Раз настала свобода, отец Севин вернется домой из Сибири. Но где теперь его дом? И куда он пойдет? Дома нет. Где полк, тоже неизвестно.

- Все уладится, - утешал Васо Севу. - Самое главное, что нет больше жандармов.

Теперь в городе на холодном весеннем ветру можно было даже офицерье встретить с большими красными бантами на шинелях. "Перекрашиваются, дьяволы", - говорил Васятка Митяев.

"Марсельезу" играли и на Приморском бульваре.

В театре шли, судя по названиям, революционные пьесы:

"Свобода в дни Парижской коммуны", "Красное знамя".

В театр мы тогда не ходили.

Мы жили по-прежнему у Куницыных во флигельке, в глубине сада, над самым обрывом. По вечерам огни бухты мерцали глубоко внизу, под ногами. Спали мы на полу, печку топили, чем раздобудем, и были счастливы, что есть у нас дом. Заходил к нам Мефодий Гаврилыч и, хотя мы с ним виделись днем в мастерских, где он был нашим начальником, спрашивал: "Ну, как самочувствие?"

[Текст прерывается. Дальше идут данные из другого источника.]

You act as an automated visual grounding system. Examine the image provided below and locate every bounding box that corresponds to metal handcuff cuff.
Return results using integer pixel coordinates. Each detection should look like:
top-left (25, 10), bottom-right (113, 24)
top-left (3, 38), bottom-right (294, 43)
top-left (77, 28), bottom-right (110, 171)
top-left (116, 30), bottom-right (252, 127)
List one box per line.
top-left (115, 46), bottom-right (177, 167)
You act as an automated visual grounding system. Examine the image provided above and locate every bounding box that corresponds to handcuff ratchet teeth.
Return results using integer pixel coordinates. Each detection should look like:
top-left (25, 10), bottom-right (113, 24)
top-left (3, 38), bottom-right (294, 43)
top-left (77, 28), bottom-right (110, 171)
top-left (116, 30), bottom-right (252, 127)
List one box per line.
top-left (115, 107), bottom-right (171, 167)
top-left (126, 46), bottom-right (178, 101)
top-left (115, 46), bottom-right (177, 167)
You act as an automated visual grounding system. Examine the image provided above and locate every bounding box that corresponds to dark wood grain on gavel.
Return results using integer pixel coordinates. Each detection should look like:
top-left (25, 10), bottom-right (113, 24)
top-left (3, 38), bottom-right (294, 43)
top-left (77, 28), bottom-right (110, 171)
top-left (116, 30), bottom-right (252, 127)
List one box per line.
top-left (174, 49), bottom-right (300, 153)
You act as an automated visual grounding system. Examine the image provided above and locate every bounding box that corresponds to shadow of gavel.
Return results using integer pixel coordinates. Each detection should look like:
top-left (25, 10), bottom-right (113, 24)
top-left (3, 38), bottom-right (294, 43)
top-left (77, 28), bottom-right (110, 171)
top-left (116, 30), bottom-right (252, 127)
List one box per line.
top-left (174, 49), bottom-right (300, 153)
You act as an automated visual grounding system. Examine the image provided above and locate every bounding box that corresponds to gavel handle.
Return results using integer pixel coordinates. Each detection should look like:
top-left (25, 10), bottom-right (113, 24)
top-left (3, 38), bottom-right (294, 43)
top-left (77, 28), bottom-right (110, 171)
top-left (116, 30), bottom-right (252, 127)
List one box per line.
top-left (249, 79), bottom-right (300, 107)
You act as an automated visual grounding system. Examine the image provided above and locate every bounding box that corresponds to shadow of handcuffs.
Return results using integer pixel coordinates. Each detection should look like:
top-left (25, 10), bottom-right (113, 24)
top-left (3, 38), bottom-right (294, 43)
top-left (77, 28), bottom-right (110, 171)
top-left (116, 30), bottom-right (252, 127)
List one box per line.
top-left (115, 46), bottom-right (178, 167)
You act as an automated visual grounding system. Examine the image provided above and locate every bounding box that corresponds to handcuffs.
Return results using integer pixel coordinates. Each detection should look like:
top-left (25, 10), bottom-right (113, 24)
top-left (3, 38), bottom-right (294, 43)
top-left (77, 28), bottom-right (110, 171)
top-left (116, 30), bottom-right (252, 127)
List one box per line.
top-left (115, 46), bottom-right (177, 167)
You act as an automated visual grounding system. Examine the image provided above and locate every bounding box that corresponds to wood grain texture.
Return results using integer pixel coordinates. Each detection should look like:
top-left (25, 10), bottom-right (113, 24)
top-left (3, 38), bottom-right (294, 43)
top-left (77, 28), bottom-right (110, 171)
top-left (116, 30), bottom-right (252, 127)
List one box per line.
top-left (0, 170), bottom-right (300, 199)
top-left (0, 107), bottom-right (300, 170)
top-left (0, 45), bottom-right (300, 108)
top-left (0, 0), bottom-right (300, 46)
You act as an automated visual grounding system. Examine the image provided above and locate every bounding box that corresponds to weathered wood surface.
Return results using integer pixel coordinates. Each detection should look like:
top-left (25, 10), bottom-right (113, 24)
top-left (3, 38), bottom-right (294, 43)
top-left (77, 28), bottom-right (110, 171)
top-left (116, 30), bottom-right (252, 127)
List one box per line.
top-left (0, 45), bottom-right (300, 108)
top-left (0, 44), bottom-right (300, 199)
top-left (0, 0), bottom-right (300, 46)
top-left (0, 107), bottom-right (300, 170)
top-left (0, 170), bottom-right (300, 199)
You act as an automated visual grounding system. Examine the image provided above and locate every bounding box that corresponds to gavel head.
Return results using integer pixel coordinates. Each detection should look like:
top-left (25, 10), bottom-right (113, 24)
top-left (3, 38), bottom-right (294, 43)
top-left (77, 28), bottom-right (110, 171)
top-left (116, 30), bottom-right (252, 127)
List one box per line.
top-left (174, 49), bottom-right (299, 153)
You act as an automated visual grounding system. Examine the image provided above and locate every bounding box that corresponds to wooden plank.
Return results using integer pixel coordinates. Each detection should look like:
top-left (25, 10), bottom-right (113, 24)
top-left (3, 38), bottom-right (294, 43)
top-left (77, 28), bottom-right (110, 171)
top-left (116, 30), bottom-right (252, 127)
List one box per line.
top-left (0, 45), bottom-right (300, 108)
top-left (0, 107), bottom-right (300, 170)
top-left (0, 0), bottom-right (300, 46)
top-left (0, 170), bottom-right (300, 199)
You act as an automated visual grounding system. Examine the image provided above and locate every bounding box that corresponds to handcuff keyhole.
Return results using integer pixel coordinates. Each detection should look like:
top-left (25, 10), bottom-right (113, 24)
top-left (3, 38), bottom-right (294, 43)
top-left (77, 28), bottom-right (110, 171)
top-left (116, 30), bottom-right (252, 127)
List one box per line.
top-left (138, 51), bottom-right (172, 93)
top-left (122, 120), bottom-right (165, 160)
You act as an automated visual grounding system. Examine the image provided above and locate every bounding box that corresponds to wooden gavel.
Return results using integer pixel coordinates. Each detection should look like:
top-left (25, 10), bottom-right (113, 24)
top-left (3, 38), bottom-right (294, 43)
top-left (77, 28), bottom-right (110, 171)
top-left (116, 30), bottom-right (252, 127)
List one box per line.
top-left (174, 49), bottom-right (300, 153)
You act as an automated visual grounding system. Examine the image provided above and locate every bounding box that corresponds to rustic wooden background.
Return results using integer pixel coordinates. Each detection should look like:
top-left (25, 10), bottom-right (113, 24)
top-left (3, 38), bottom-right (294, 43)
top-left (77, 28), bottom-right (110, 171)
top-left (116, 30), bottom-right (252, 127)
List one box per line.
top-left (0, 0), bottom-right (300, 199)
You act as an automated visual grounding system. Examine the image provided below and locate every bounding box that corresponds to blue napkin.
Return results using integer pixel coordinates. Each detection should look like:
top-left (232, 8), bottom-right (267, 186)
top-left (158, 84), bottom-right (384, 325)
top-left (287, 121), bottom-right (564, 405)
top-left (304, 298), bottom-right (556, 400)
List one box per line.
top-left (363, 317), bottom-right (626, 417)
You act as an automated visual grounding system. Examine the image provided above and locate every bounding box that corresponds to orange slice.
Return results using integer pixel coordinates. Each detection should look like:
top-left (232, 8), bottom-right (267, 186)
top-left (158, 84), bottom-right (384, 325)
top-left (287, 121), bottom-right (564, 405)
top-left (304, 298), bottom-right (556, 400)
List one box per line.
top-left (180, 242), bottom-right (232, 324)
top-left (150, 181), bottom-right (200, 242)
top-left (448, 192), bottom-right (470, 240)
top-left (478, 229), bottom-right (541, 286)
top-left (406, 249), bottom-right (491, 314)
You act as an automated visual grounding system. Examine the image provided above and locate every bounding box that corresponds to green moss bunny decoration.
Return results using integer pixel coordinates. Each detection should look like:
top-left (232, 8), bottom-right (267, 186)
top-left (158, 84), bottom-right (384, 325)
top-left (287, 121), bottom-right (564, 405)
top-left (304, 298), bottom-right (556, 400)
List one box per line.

Присаживался на подоконник, закуривал вонючую трубочку, начинал разговор. Говорил, что в городе революция многим пришлась не по вкусу, да и на кораблях офицерье ее в большинстве своем не приемлет, нужно держать ухо востро и в оба глядеть, не давать развиваться контре, прижимать ее к ногтю. "Я, - говорил он, - в пятом году на своей шкуре все испытал. Она у меня нынЧе стала дубленая".

Он рассказывал о "Потемкине" и потемкиицах, об "Очакове", Шмидте, о расстреле его лейтенантом Ставраки ("В ноги Шмидту, сукин сын, поклонился, крокодиловы слезы перед другом бывшим своим проливал, а все-таки, гад, его кончил".)

Говорил о матросах, которых сжег на "Очакове", засыпав снарядами, "черт в мундире" - Чухнин-адмирал.

А тех, что к берегу плыли, спасать запретил. "Но мы всетаки скрывали их и переправляли подальше. Меньше всего думали мы тогда о себе. Недаром стишки между нами ходили:

Чистым порывам дай силу свободную,

Начатый труд довершай

И за счастливую долю народную

Жизнь всю до капли отдай!"

Мы с упоением слушали Мефодия Гаврилыча. Теперь становился понятен мне и военный фельдшер Гущин, Севин отец, скрывавший у себя приезжих людей. Эти люди скрывались от жандармов.

В марте Васятка Митяев позвал:

- А ну, неразлучная троица, приходите сегодня на собрание Союза молодежи.

- Союза молодежи?

- Ну да. Вы разве не молодежь?

- АО чем будет разговор?

- О многом, ребята!

Гриша Мартынов, руководитель нашего музыкального кружка, тоже напомнил:

- Сегодня играем, Серега, на собрании Союза. Не опаздывай!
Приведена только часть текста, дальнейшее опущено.